More broadly, funding bodies and/or research institutions could value environmental considerations and its impact on health inequities by providing expertise for researchers on how to reduce the adverse environmental and health impacts of their research, so that researchers could draw upon this while developing their research proposals. This was provided by the Arts Council England during the implementation of their environmental agenda that required funding applications to consider these issues.Footnote 9 In addition, research ethics committees could play a role in helping researchers consider how generated study data will be stored and/or processed. At present, research ethics committees lack expertise in this area and are over-burdened [87]; training could be made available to committee members in this area or the composition of such committees could be updated to allow for members to meaningfully review relevant applications. Finally, institutions could provide academic recognition to include more than just conducting health research; but to also include how the research is conducted. In the last decade, we already see a move in the research agenda, at least in the UK, to including equity, diversity, and inclusion considerations, and this could be extended to also reflect on environmental considerations. We have also seen the research agenda move to recognise the importance of research’s societal impact [88] and this, too, provides a precedent for expanding academic recognition beyond the reporting of research findings in academic journals.

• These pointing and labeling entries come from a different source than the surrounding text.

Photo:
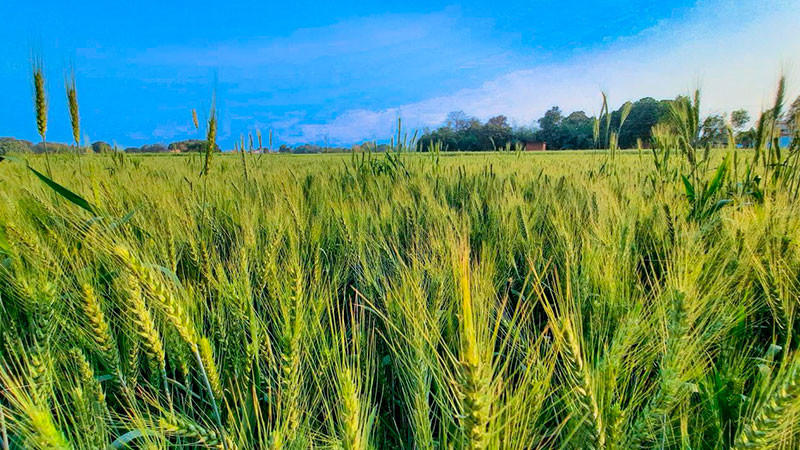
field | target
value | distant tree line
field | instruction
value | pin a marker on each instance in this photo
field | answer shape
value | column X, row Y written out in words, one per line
column 460, row 132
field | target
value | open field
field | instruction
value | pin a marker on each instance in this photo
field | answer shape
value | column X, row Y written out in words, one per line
column 400, row 300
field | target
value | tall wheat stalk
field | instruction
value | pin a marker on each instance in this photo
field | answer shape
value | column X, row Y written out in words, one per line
column 72, row 102
column 40, row 105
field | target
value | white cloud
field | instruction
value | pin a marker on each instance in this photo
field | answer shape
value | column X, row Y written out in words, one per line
column 734, row 52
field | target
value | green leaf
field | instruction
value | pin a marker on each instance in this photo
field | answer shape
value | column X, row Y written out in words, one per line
column 125, row 439
column 689, row 188
column 719, row 176
column 64, row 192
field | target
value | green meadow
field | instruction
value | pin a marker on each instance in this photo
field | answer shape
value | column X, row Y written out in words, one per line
column 499, row 300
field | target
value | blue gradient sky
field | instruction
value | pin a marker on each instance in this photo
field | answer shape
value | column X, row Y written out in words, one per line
column 343, row 71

Overall, as noted above, change needs to happen at the socio-political level, but small changes in research practice and culture can help promote a wide moral gaze that builds awareness and reflects on the environmental and health harms associated with research practice, not just for the here and now, but also to the health of generations beyond.

Conclusion

This study explored how UK health researchers using data-intensive methodologies consider the environmental impacts of their research practices, and how they manage these alongside other research priorities. It shows that while researchers wanted to expand their moral gaze to consider the environmental and health harms associated with their research, and were doing so in some instances, these issues are often de-prioritised because of tensions associated with broader research culture. It has suggested various ways the sector can begin to change research culture, but ultimately notes that the socio-political climate in which research is embedded can make this difficult to achieve.